GOOD SAMARITAN ACT: MUNTINLUPA
|✅ Paper Type: Free Essay||✅ Subject: Nursing|
|✅ Wordcount: 3815 words||✅ Published: 8th May 2017|
People have different perception when it comes to generosity, some are selfish some are not and others are hesitant. For us nurses, we are obliged to help people in terms of their medical needs but how are we going to do that when we are not in the actual scene?
When it comes to an accident, life and death is just a string apart and every second is very crucial to the victim. Here in the Philippines, any person who is around the crime scene is not allowed to help or to touch the victim if he is not a trained medical professional. The by-standers can only activate the emergency system for help and wait for the authorities’ response that is why survival rate drops. In other country, they are able to help victims of an accident without being afraid to be sued for any unintentional injury or wrongful actions that they commit in helping a victim. This is because they are protected by the “Good Samaritan Law”, it is a law that prevents a rescuer who has voluntarily helped a victim in distress from being successfully sued for ‘wrongdoing’. Its purpose is to keep people from being reluctant to help a stranger in need for fear of legal repercussions if they were to make some mistake in treatment (Devereaux, 2007).
Statement of the problem
The researchers will study the a number of medical professionals or those who have completed Red Cross training whom Good Samaritan Law may only apply. Specially, it seek to answer to the following questions:
What is the profile of the health care professional in terms of:
1.3Length of service
1.4 Civil status
1.6 Area of affiliation
How do health care professionals perceived?
2.1 Perceived Severity
2.2 Perceived Barrier
2.3 Perceived Benefits
2.4 Cues to Action
2.5 Other Variables
2.6 Self Efficacy
Does the profile of the respondents related to the perception of the good Samaritan Act?

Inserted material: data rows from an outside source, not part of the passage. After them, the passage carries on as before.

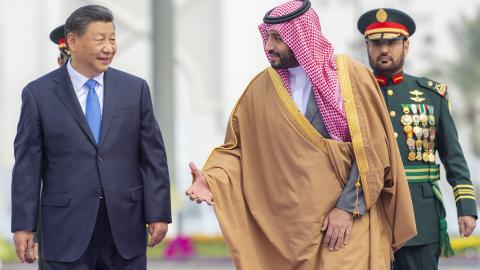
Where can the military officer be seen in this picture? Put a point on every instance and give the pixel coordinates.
(420, 112)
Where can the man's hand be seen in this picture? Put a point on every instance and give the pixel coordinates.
(24, 246)
(338, 227)
(199, 191)
(466, 225)
(157, 230)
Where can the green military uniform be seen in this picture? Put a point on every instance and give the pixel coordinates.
(420, 112)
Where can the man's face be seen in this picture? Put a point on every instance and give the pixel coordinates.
(387, 56)
(93, 51)
(280, 54)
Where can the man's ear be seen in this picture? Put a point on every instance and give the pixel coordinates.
(72, 41)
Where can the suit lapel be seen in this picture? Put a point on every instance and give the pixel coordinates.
(67, 96)
(110, 100)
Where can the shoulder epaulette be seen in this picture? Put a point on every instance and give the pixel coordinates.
(436, 87)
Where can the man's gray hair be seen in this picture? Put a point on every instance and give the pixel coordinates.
(79, 20)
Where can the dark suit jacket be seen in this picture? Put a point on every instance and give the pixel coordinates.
(54, 144)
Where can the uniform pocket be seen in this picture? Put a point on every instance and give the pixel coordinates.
(427, 190)
(55, 199)
(136, 193)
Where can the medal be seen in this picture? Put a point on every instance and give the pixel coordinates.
(432, 132)
(426, 157)
(406, 119)
(423, 119)
(426, 145)
(431, 116)
(425, 132)
(418, 131)
(411, 144)
(431, 120)
(419, 144)
(411, 156)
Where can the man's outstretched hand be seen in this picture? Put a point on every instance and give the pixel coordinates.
(337, 228)
(199, 191)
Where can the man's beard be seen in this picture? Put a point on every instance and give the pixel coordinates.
(394, 68)
(284, 61)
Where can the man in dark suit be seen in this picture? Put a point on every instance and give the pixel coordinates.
(88, 133)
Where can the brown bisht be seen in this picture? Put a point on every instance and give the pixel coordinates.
(276, 178)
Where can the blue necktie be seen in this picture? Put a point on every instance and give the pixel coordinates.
(93, 113)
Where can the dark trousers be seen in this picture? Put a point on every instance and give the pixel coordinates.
(423, 257)
(101, 253)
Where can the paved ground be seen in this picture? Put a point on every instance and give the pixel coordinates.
(451, 264)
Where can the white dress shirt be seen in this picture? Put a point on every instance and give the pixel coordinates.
(300, 86)
(78, 82)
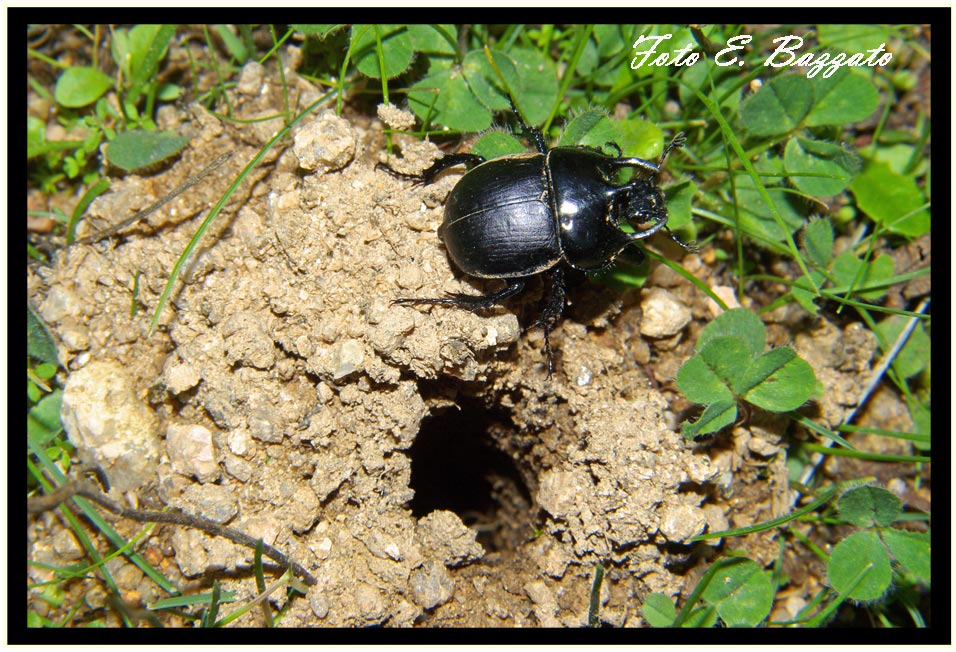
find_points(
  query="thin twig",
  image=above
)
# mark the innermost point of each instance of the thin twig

The researchers formulated the following hypotheses:
H1: There significant relationship between perception and application of Good Samaritan Act.
H2: The profile of the respondents differ from the application of Good Samaritan Act
Significance of the Study
The purpose of this study is to determine the significant relationship about the perception and the application of Good Samaritan Act of the Healthcare professionals practicing in the Philippines. This study may provide ideas and could view Healthcare professional belief about Good Samaritan Act whether this could provide improvement in medical and emergency cases. In Nursing Practice this may provide as help to develop their nursing skills and knowledge in providing first aids and basic life support.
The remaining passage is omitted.